Wie man klug und verantwortungsbewusst auswählt

Wer weniger zur Verschwendung beitragen möchte, ohne sein gesamtes Einkaufsverhalten umzukrempeln, braucht nur einen einfachen Ansatz: zuerst nach vorne schauen.

Stehst du vor Joghurt, Milch oder Salaten? Wirf kurz einen Blick auf die Daten der ersten Reihe. Ist das Mindesthaltbarkeitsdatum noch ausreichend für deinen geplanten Verbrauch, greifst du einfach zur vorderen Reihe.

Nur wenn du weißt, dass das Produkt wirklich länger halten muss – zum Beispiel weil du drei Tage verreist bist – greifst du bewusst weiter nach hinten. Dann ist es eine überlegte Entscheidung, keine automatische.

Der Trugschluss mit dem „längsten Datum"

Viele Menschen glauben, immer das Produkt mit dem längsten Haltbarkeitsdatum nehmen zu müssen – selbst wenn sie es noch am selben Abend essen.

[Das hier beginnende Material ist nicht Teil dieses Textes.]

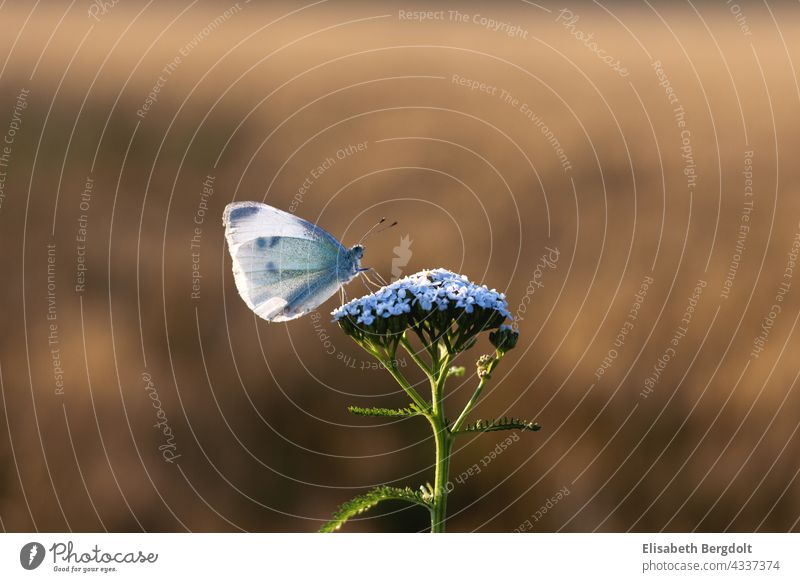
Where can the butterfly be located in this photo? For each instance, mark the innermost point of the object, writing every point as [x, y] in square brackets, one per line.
[284, 266]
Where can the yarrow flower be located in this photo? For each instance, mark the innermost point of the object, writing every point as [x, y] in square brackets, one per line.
[436, 304]
[446, 312]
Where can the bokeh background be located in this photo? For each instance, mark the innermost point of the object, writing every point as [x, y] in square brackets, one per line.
[630, 141]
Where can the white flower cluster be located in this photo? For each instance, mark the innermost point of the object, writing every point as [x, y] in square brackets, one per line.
[438, 288]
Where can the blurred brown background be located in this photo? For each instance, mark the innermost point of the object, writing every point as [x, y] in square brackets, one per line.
[557, 149]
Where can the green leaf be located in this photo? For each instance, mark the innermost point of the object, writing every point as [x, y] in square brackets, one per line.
[368, 500]
[412, 410]
[504, 423]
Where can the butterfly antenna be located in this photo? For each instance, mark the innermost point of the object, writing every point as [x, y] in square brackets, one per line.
[380, 278]
[372, 230]
[371, 282]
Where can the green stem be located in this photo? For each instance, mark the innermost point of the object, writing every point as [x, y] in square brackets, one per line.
[474, 400]
[391, 365]
[417, 360]
[444, 444]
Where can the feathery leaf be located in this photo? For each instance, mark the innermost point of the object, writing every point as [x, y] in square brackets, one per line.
[368, 500]
[411, 410]
[504, 423]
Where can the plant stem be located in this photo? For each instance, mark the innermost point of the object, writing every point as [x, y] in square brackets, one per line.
[444, 444]
[474, 400]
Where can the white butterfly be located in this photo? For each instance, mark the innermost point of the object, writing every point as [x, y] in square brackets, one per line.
[285, 266]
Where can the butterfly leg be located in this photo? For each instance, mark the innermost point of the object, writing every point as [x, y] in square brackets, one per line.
[380, 278]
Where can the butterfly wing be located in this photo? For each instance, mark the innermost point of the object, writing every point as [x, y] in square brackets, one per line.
[283, 265]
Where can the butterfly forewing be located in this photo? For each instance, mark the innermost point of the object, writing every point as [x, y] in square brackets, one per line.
[283, 265]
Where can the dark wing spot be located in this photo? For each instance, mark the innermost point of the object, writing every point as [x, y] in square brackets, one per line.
[242, 212]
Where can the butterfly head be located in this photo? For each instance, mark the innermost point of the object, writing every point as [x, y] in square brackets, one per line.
[357, 252]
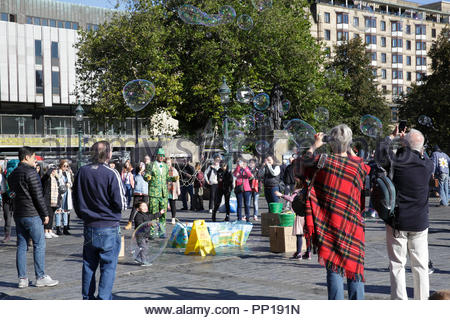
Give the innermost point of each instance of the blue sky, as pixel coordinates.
(111, 3)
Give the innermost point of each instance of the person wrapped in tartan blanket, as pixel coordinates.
(333, 211)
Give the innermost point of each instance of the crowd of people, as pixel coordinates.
(326, 192)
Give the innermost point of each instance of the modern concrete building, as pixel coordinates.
(397, 35)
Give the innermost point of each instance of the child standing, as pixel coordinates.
(299, 222)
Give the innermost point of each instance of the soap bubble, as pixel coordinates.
(425, 121)
(259, 116)
(138, 93)
(227, 13)
(300, 130)
(261, 101)
(244, 94)
(261, 5)
(370, 126)
(248, 122)
(321, 114)
(245, 22)
(262, 147)
(148, 242)
(285, 106)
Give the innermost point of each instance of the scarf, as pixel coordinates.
(333, 215)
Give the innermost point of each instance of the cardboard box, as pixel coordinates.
(282, 240)
(267, 220)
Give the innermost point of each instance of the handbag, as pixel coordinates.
(299, 202)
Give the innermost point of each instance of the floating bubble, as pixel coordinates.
(261, 101)
(370, 126)
(425, 121)
(138, 93)
(245, 22)
(321, 114)
(261, 5)
(259, 116)
(262, 147)
(227, 13)
(300, 130)
(248, 122)
(285, 106)
(244, 94)
(148, 242)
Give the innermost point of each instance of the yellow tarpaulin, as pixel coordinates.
(199, 240)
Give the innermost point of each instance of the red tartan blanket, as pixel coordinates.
(333, 214)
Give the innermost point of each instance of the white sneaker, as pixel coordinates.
(54, 235)
(23, 283)
(46, 281)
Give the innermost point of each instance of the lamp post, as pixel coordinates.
(224, 92)
(79, 114)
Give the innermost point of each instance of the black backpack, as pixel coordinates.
(383, 195)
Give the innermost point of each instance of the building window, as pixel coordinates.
(55, 82)
(421, 45)
(396, 26)
(371, 39)
(421, 29)
(342, 35)
(408, 76)
(397, 43)
(38, 51)
(397, 58)
(421, 61)
(397, 74)
(39, 82)
(342, 18)
(370, 22)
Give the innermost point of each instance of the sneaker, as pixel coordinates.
(23, 283)
(46, 281)
(307, 255)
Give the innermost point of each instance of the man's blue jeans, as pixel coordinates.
(443, 188)
(335, 285)
(26, 228)
(101, 246)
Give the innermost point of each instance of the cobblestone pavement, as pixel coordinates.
(248, 273)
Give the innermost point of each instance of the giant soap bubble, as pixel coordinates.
(245, 22)
(261, 101)
(138, 93)
(370, 126)
(261, 5)
(244, 94)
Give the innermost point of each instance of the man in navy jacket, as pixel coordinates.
(99, 198)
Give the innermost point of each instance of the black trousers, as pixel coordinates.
(173, 207)
(213, 195)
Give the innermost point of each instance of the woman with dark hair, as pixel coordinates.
(52, 197)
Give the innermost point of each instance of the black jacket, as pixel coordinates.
(29, 200)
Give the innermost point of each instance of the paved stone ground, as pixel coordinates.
(248, 273)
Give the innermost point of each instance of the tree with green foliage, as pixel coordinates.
(432, 97)
(186, 62)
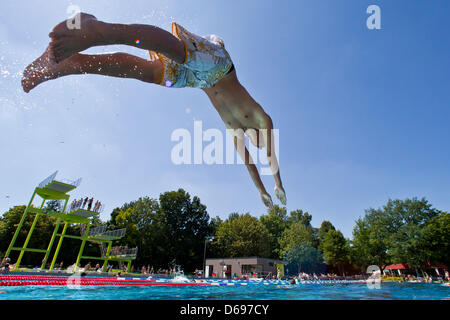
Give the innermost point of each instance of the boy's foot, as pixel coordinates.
(66, 42)
(40, 70)
(281, 195)
(265, 197)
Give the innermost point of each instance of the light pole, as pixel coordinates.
(204, 256)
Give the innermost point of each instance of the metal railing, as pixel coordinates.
(122, 251)
(119, 233)
(84, 205)
(47, 180)
(52, 177)
(97, 231)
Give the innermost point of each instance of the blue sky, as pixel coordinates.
(363, 114)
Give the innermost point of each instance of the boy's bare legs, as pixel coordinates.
(66, 42)
(121, 65)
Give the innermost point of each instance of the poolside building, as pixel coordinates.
(245, 266)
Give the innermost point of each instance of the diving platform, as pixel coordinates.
(53, 188)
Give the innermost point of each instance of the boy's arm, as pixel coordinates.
(268, 137)
(241, 149)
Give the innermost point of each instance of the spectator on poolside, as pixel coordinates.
(90, 203)
(85, 202)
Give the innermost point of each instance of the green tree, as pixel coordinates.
(336, 249)
(242, 236)
(304, 257)
(297, 233)
(392, 234)
(275, 221)
(185, 224)
(436, 239)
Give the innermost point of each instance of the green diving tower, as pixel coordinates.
(53, 189)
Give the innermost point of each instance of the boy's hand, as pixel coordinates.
(281, 195)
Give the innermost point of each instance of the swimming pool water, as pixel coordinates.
(352, 291)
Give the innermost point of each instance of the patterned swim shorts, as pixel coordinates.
(207, 61)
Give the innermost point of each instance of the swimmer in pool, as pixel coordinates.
(177, 60)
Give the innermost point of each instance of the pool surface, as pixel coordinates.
(339, 291)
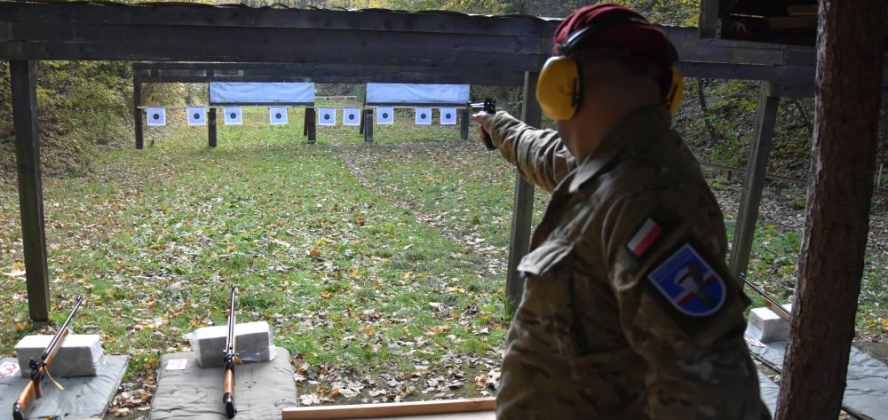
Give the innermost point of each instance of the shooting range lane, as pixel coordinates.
(190, 392)
(83, 397)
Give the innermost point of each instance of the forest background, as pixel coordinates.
(85, 110)
(84, 104)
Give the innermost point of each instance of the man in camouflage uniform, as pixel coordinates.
(628, 309)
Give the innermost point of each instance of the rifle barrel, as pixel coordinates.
(771, 303)
(229, 358)
(59, 334)
(33, 390)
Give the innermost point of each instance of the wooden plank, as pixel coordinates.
(30, 184)
(370, 76)
(199, 15)
(318, 73)
(368, 125)
(414, 408)
(522, 210)
(212, 128)
(112, 38)
(137, 113)
(802, 9)
(756, 171)
(708, 19)
(464, 123)
(776, 74)
(310, 128)
(293, 40)
(320, 53)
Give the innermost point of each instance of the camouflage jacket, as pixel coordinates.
(628, 309)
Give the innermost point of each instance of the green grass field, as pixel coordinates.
(380, 267)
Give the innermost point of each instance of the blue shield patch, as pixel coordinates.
(689, 283)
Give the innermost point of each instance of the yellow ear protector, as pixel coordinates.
(560, 84)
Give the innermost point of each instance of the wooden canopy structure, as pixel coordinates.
(344, 46)
(766, 40)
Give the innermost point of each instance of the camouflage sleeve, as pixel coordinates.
(680, 310)
(540, 156)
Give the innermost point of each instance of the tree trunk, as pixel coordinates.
(848, 79)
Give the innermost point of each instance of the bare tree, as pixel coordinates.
(849, 80)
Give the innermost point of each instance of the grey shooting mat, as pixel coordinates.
(866, 389)
(83, 398)
(261, 390)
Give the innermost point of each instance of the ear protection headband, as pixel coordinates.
(560, 84)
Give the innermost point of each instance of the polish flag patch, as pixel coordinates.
(644, 237)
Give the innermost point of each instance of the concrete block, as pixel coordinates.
(766, 326)
(80, 355)
(252, 343)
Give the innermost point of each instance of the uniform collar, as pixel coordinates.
(640, 125)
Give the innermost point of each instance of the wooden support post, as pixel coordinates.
(850, 61)
(464, 123)
(211, 127)
(522, 212)
(756, 170)
(368, 128)
(27, 155)
(137, 112)
(310, 125)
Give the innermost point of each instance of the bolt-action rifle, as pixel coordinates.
(488, 106)
(39, 369)
(772, 304)
(229, 359)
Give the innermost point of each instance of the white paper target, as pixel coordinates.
(423, 116)
(156, 116)
(447, 116)
(233, 115)
(277, 115)
(385, 116)
(351, 116)
(326, 116)
(197, 116)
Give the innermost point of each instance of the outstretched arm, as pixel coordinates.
(539, 154)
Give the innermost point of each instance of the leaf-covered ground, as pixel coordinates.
(380, 267)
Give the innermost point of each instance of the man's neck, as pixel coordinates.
(599, 118)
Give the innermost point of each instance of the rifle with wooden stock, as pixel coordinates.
(229, 359)
(39, 368)
(772, 304)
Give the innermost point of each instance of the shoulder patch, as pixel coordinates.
(689, 283)
(644, 238)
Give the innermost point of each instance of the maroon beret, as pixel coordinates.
(617, 26)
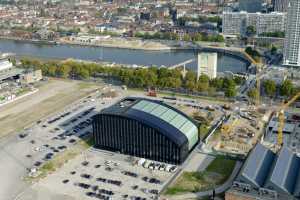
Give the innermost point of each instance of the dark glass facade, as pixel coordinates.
(129, 136)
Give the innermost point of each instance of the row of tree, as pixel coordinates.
(201, 19)
(286, 89)
(162, 78)
(195, 37)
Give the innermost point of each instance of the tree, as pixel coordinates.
(187, 37)
(230, 92)
(286, 88)
(253, 53)
(273, 50)
(253, 93)
(270, 87)
(250, 31)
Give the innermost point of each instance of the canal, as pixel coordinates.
(115, 55)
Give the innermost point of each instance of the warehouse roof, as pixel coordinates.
(257, 165)
(285, 172)
(172, 122)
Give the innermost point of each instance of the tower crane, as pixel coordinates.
(281, 118)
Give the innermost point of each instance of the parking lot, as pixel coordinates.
(97, 174)
(22, 154)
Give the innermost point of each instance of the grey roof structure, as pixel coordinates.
(172, 117)
(285, 172)
(279, 172)
(257, 166)
(172, 122)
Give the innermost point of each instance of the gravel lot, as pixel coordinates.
(20, 151)
(53, 185)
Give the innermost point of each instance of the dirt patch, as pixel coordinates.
(51, 97)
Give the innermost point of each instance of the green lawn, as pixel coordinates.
(203, 130)
(216, 174)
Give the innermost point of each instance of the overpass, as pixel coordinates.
(182, 64)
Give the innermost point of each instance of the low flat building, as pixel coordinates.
(207, 64)
(267, 175)
(31, 76)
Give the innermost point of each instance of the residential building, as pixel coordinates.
(236, 23)
(292, 36)
(250, 6)
(207, 64)
(280, 5)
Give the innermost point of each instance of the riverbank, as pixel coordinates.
(49, 51)
(126, 43)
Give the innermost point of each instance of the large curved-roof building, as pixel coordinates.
(145, 128)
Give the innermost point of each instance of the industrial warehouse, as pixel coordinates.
(268, 175)
(145, 128)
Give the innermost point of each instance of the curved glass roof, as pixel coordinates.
(177, 120)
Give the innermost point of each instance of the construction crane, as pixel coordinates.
(258, 66)
(281, 118)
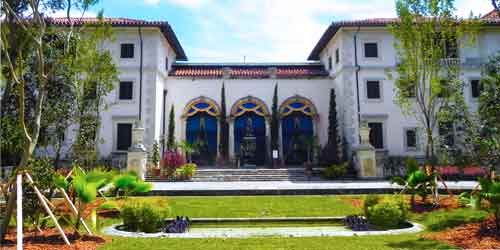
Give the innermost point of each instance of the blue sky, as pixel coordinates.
(260, 30)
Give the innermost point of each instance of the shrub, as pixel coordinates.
(143, 217)
(385, 213)
(129, 183)
(172, 161)
(186, 171)
(336, 170)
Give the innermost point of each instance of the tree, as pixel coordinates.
(427, 37)
(224, 127)
(275, 121)
(332, 153)
(496, 4)
(171, 130)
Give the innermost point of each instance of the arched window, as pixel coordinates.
(201, 129)
(249, 116)
(297, 127)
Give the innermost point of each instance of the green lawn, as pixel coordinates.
(291, 206)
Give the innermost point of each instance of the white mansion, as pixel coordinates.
(351, 57)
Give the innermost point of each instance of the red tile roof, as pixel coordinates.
(249, 71)
(491, 18)
(127, 22)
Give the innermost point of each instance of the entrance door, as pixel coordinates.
(201, 131)
(297, 133)
(249, 125)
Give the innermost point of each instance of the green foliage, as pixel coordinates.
(387, 213)
(425, 39)
(275, 120)
(442, 220)
(332, 152)
(336, 170)
(41, 170)
(186, 171)
(155, 154)
(129, 183)
(171, 130)
(144, 217)
(411, 165)
(224, 126)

Das ist menschlich, aber eigentlich unlogisch.

Kaufst du ein Schälchen Hummus für die Feierabendrunde heute Abend? Dann spielt die extra Woche Haltbarkeit überhaupt keine Rolle. In diesem Fall ist es sogar hilfreich, wenn du genau das Schälchen nimmst, das etwas kürzer haltbar ist.

Ein Supermarktleiter brachte es auf den Punkt:

„Wenn jeder einmal pro Woche bewusst die vordere Packung nehmen würde, wenn er das Produkt noch am selben Tag isst, würden meine Abfallzahlen sichtbar sinken. Es sind kleine Entscheidungen, aber sie summieren sich."

Eine einfache Mini-Checkliste für das Regal

  • Esse ich das heute oder morgen? Dann greife vorne.
  • Verbrauche ich es erst später in der Woche? Dann schau etwas weiter hinten.
  • Verderbliches Produkt im Angebot? Datum bewusst prüfen und überlegen, wann man es tatsächlich verbraucht.

Was diese Gewohnheit für dich und den Supermarkt bedeutet

Diese kleine Geste – ob man von hinten greift oder nicht – berührt etwas Größeres als nur ein Haltbarkeitsdatum. Es geht auch um Vertrauen.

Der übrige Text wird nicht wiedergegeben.